Loser: Wireless Beijing. In most races, competitors are disqualified for false starts. This attempt at creating wireless Internet connectivity was a complete failure. First there was no English interface. Then there was an English interface and the log-ins didn't work. Then it said something about payment but gave no option for it. And ultimately, its coverage area wasn't large enough to make a difference for laptop or Wi-Fi-toting Olympic spectators, not in a city that already had plentiful and free Wi-Fi connections, including Starbucks locations. That supply of free bandwidth makes Beijing a winner at anytime, not just during the games.
Winner: Official systems integrator Atos Origin had the goal of being "invisible" at the Olympics, for the simple reason that if they suddenly hit anyone's radar, then something was wrong. Despite being a top-level Olympic sponsor, Atos never broke the surface, maintaining its stealth status throughout, all the while processing 80 percent more data than at the 2004 Athens games.
Loser: Chinese sports viewers. Americans got high definition, Chinese viewers got high-enthusiasm, but it was standard definition all the way. Although China's major broadcasters all have HD broadcast capability, consumer uptake of HD sets in China, and available HD broadcasts are minimal. Blu-ray Disc is similarly absent in home video. There was more Olympic coverage than anyone could possibly watch, but only outside of China did it leap off the screen.

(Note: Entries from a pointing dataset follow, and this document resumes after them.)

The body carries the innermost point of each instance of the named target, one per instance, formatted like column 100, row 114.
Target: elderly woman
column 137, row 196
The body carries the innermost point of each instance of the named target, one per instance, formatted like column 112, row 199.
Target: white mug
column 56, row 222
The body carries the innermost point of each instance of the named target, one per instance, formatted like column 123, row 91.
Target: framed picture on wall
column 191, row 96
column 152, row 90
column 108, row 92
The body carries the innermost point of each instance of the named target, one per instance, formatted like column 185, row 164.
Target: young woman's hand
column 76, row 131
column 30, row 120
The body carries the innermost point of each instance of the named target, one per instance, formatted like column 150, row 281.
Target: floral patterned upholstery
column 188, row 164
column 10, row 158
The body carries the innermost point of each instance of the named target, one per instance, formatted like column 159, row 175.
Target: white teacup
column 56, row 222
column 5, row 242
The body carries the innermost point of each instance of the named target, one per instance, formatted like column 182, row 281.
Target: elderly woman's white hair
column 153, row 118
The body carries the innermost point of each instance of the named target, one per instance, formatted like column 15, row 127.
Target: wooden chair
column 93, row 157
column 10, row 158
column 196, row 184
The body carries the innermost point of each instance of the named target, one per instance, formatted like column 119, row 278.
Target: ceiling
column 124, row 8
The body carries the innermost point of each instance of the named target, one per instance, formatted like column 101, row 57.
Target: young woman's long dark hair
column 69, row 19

Winner: Lenovo installed 30,000 pieces of hardware throughout Beijing and the other Olympic event cities, which survived during rain and humidity of over 90 percent. Perhaps most impressive, the manufacturer continued trials of its Beacon wireless photo uploading system. Utilizing 802.11a Wi-Fi and supporting Nikon D2x, D3x, and Canon ED Mark2 cameras, photographers at games venues were able to transmit photos directly to their news bureaus, without having to stop and load those photos from memory to a laptop. Although not yet commercialized, this is definitely a gadget of the future.
Loser: China Mobile and China Netcom were top-level Olympic sponsors who really had nothing to win at the games. China Mobile is already the world's largest mobile service provider. That said, they brought nothing new or interesting to the "High-tech Olympics." Their trial of Chinese-developed 3G (third-generation) telephony standard TD-SCDMA (Time Division Synchronous Code Division Multiple Access) was little more than a glorified 2.5G service, and spells trouble for the commercial launch of that service later this year.
China Netcom provided bandwidth and networking for the games. Yep, they sure did. Internet service was no better or no worse at any other time of the year. Their pavilion on the Olympic Green was also the least interesting of any top sponsors, and was little more than a glorified photo exhibition of the development of telecom services in China. It may not matter -- as part of its merger with mobile provider China Unicom, the China Netcom name is about to disappear anyway.
Winner: Samsung won hearts and minds at the games with their pavilion, which featured green technology including introducing handsets with cases made from bio-plastics, and gave many users their first taste of 3G service through their distribution of handsets to Olympic executives and reporters. Their big screen TV and improvised lawn gave spectators one of the few shady spaces that also offered viewing for the games, along with providing athletes with Internet access in their lounge. A parade of Chinese and Korean gold medalists and Korean pop star Rain visiting the pavilion didn't hurt in attracting visitors.